Hexagonal Thinking is a visual tool to help people make connections and organise ideas on a topic. I first learned about hexagonal thinking through the No Tosh Lab who encourage the use of it for going from the messy idea stage of the designing thinking process to the stage where ideas are organised and ordered to work towards solutions.
I used hexagonal thinking with my class this week as a tuning in activity for our term inquiry unit “Who’s Got the Power?” which will look at Australian civics and history through the lens of current parliament.
Previously during the week, to collect pre-assessment and to get student feedback to inform unit design, I had my students list any words they had heard about this topic that they either already knew or did not know. They also listed any questions they had or things they wanted to find out more about.
I used these words and questions to create a list of words to put on the hexagonal cards, and presented small groups with 30 words from their lists, such as government, parliament, laws, refugees, promises, tax, referendum.
The groups worked together to organise and join the word cards by linking words that they thought had strong connections.
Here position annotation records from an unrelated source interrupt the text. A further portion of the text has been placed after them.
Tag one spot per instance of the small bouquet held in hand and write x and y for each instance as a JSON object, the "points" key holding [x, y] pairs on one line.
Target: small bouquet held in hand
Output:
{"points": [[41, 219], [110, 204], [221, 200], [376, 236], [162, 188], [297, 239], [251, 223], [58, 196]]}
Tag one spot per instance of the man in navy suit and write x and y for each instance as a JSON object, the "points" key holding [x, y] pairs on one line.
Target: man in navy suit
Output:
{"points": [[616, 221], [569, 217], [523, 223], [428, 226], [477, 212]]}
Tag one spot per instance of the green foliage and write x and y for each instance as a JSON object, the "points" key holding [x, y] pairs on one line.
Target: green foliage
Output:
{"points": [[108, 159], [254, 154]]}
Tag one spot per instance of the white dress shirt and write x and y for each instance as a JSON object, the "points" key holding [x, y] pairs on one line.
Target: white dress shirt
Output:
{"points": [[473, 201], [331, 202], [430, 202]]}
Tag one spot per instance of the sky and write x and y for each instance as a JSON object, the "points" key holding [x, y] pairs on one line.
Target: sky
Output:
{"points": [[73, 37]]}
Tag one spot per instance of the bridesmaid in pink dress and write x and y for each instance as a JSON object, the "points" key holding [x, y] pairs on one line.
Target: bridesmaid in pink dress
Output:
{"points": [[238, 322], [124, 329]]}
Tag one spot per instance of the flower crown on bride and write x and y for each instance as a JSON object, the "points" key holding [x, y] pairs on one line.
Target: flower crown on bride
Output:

We talked about strong and weak connections, for example “Governments have lots of money” was a weak link, but “Governments have lots of responsibility because they have to control and spend money for all Australians fairly” was a strong connection, which allowed them to add more words to their honeycomb.
The benefits of this activity were clear:
- Students learned LOTS of new vocabulary (they looked up the meaning of unknown words or learnt it from a peer).
- Learning new concepts from peers was strong (e.g. one student explaining a jury to the rest of her group by referencing a movie).
- It was clear for me to identify areas were students have little or no knowledge to follow up in future lessons.
- The explanations and justification had to be strong for group members to make a case to their group in order to put a card where they thought it should go, otherwise they would be overruled by the group.
- A strong decision-making process was key for groups to be able to work collaboratively on this task.
- I made my hexagonal cards on Pam Hook’s HookEd website.
- She also has blank templates for printing here.
- There is a hexagonal thinking generator in ClassTools that could allow groups to work on this in a digital space instead. I did not find the Word Doc download to work on this site.
8 thoughts on “Hexagonal Thinking”
Great write up thanks! I just discovered hexagonal thinking today on Twitter and this was very helpful to explain how it works.
Thanks for reading David. Would love to know how you use it, it’s good to see examples in action!
Thanks for such a clear explanation of hexagonal thinking. I will give it a try in my lesson plans.
Thanks Matt! I would love to hear how it goes when you use it. It’s good to see other people’s examples.
Have you used Hexagonal Thinking in mathematics? Interested to see an example.
I have used it a couple of times in maths. We always start our units with getting familiar with vocab so we used the same process for introducing words for maths units.
Let me know if you try it and how you get on!
Thank you for the explanation. I read about this method from The Really Lazy Teacher’s handbook but I needed someone’s example doing this and I found you!
I love blogs because they’re full of examples of theory into practise. I hope hexagonal thinking goes well for you – I use it so often now because I think it’s so powerful!